Herta Müller sollte in der polnischen Cricoteka, einem Krakauer Museum, das das Erbe des Theaterregisseurs Tadeusz Kantor verwaltet, beim Rumänien-Festival mit dem Titel "Gespenster der Vergangenheit" auftreten - bis pro-palästinensischeGruppen protestierten, weil Müller bei einem Forum zum 7. Oktober in Stockholm in einer Rede das Massaker der Hamas klar verurteilt hatte, berichtet Philipp Fritz in der Welt. Die Direktorin der Cricoteka, Natalia Zarzecka, bat Müller per Mail daraufhin, ihren Auftritt in einem geschlossenen Raum in Krakau oder auch in Berlin aufzuzeichnen. Müller reagierte nicht auf die Mail, sagte aber gegenüber der Welt: "Ich möchte diese Unterwerfung und diesen Angriff auf das freie Wort nicht stillschweigend hinnehmen." Sie sei "entsetzt darüber, dass so etwas auch in Polen möglich ist." Und: "Diese Leute, die Druck ausüben, haben das Denken abgelegt. Ich verstehe das nicht." Zarzecka wiederum versichert der Welt, es sei ihr primär um die Sicherheit Müllers gegangen.
In der Zeit ist Florian Eichel total genervt von dem Rumgeeiere um die Wehrpflicht. "Man fragt sich: Warum sollte eigentlich ein junger Mensch sein Leben für so einen Staat riskieren wollen, der so zaudernd darum bittet und offenbar selbst nicht so wirklich weiß, was er genau fordern soll?" Auch ein demokratischer Staat darf seinen Bürgern was zumuten, denkt Eichel, solange er die Argumente dafür findet: "Nur scheint die schwarz-rote Koalition unter Friedrich Merz in der Wehrpflichtdebatte seine Bürger nicht überzeugen, sondern tatsächlich noch beliefern zu wollen.
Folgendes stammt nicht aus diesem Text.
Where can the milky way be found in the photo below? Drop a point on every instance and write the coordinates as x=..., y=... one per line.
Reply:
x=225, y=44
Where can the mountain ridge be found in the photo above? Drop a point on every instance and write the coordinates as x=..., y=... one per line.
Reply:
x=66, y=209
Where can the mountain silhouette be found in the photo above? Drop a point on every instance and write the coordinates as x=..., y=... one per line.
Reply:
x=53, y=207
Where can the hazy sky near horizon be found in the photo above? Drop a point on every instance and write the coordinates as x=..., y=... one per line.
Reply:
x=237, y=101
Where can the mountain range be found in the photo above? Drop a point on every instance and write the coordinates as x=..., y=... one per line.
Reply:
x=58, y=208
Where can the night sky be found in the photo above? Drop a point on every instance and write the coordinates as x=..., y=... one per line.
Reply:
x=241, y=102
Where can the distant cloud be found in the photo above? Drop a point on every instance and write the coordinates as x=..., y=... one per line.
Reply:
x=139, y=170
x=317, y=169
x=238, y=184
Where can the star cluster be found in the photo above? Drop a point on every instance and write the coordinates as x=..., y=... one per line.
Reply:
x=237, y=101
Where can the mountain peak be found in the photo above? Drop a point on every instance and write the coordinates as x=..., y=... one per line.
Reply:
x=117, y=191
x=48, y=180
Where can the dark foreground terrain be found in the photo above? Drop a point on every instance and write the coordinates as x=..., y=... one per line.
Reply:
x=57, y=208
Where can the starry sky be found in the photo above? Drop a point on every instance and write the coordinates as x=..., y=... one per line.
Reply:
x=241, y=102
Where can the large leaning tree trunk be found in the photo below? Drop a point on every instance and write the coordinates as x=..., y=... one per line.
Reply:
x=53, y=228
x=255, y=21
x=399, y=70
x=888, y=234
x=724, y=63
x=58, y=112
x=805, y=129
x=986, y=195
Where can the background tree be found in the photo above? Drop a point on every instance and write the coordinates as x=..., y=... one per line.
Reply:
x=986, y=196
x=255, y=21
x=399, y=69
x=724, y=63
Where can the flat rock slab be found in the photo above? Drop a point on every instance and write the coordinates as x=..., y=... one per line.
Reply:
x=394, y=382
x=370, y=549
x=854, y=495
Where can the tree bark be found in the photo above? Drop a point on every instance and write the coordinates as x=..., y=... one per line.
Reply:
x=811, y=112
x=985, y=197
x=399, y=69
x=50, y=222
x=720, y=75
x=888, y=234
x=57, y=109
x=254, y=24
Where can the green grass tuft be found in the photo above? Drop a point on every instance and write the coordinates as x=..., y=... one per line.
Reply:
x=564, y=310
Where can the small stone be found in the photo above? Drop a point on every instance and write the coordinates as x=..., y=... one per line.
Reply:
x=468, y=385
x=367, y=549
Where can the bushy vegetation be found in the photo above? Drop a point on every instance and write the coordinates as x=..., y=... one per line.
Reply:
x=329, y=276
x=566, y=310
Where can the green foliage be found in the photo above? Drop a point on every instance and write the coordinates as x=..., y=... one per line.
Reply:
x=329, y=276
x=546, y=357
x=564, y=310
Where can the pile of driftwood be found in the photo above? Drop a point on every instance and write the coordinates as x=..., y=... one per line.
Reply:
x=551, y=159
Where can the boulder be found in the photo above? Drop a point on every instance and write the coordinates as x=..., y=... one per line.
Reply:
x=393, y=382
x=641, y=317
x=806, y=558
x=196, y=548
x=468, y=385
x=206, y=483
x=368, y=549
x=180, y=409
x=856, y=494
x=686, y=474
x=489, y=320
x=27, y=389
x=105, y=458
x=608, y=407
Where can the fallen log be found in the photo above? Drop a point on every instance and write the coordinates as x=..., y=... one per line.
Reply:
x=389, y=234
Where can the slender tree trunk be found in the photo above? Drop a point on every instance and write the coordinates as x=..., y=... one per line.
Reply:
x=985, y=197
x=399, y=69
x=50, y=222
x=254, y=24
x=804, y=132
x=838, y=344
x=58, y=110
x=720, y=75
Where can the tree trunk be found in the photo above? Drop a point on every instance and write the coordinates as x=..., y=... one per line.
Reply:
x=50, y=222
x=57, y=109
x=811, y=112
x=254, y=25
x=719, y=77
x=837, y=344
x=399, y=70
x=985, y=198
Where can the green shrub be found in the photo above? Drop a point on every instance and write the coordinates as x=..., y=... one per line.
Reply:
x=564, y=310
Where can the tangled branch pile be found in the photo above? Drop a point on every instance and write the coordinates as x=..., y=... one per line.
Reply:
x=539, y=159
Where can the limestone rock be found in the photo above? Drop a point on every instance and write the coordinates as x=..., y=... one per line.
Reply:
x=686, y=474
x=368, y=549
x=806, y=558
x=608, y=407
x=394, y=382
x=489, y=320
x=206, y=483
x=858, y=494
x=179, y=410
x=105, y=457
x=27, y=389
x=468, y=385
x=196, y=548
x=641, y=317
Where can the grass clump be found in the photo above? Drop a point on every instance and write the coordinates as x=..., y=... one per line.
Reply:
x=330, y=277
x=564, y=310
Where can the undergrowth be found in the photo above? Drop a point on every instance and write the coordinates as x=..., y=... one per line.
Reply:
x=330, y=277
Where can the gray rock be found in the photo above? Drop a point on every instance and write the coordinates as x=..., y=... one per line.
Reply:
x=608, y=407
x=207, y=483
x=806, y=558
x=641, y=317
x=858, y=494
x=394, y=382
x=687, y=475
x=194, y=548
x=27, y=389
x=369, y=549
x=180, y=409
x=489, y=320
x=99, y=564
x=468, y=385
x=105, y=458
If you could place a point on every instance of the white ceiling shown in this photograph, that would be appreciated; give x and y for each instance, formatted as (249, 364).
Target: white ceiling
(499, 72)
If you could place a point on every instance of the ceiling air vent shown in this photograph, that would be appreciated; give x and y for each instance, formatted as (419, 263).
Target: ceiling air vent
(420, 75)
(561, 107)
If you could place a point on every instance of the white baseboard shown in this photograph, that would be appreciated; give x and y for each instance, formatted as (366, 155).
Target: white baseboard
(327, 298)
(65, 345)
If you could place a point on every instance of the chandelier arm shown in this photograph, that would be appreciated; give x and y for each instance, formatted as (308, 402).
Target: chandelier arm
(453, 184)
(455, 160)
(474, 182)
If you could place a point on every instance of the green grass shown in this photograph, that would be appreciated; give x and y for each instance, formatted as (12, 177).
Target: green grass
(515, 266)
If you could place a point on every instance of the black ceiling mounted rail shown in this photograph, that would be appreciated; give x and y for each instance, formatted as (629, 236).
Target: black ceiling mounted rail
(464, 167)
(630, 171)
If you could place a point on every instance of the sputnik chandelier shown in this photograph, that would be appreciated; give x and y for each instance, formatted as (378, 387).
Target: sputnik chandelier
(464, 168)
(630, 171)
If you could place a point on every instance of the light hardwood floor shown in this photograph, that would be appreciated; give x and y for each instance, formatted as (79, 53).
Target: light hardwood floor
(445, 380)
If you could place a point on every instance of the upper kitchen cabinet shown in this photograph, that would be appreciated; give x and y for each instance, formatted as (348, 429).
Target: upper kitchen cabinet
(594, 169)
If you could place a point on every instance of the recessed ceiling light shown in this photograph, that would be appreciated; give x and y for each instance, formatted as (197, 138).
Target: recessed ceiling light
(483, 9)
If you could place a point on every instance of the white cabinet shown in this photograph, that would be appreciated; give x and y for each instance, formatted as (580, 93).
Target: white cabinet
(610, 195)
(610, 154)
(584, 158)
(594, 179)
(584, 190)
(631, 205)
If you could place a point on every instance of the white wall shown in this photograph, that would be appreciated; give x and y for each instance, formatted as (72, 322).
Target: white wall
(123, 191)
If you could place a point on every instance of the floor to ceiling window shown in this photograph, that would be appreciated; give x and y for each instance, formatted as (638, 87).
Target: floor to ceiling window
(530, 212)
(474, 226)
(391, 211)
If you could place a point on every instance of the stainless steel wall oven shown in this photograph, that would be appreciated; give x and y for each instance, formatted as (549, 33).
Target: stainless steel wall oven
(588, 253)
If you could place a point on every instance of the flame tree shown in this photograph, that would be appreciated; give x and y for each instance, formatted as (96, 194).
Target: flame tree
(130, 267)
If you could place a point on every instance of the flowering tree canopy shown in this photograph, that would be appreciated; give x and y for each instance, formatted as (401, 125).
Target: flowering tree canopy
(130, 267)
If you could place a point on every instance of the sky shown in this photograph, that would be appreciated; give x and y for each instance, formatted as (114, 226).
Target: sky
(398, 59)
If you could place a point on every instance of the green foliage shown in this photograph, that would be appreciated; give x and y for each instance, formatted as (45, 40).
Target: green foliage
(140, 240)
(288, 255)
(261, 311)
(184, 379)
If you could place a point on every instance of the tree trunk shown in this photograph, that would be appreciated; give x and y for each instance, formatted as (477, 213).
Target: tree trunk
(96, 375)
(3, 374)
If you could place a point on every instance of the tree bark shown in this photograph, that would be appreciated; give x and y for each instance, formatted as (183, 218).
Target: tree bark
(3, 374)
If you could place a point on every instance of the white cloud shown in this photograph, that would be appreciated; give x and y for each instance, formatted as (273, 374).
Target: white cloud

Beinahe wirkt es so, als hätte man den hoffärtigen Kellner eines Restaurants am Bestelltelefon, der selbst unsicher ist, was denn gerade so im Angebot ist. Schwedisches Modell? Freiwilligkeit? Fragebogen? Freiwilliger Fragebogen für Frauen? Ach so, doch Pflicht. Oder doch dänisches Modell! Also Losverfahren mit Freiwilligkeit? Lieber doch nicht? Äh, sorry, Dänisch ist heute leider aus."
Die FAZ hat eine Umfrage zum Verhältnis der Deutschen zu Freiheit in Auftrag gegeben, deren teils deprimierende Resultate Thomas Petersen vorstellt: "Der Staat, der stark in das Leben der Menschen eingreift, wird als deutlich weniger freiheitlich, aber ebenso deutlich als menschlicher und gerechter wahrgenommen. Eine relative Mehrheit von 42 zu 25 Prozent glaubt, dass in dem interventionistischen Staat der Wohlstand am größten sei, fast zwei Drittel, 68 Prozent, geben an, lieber in diesem Staat leben zu wollen."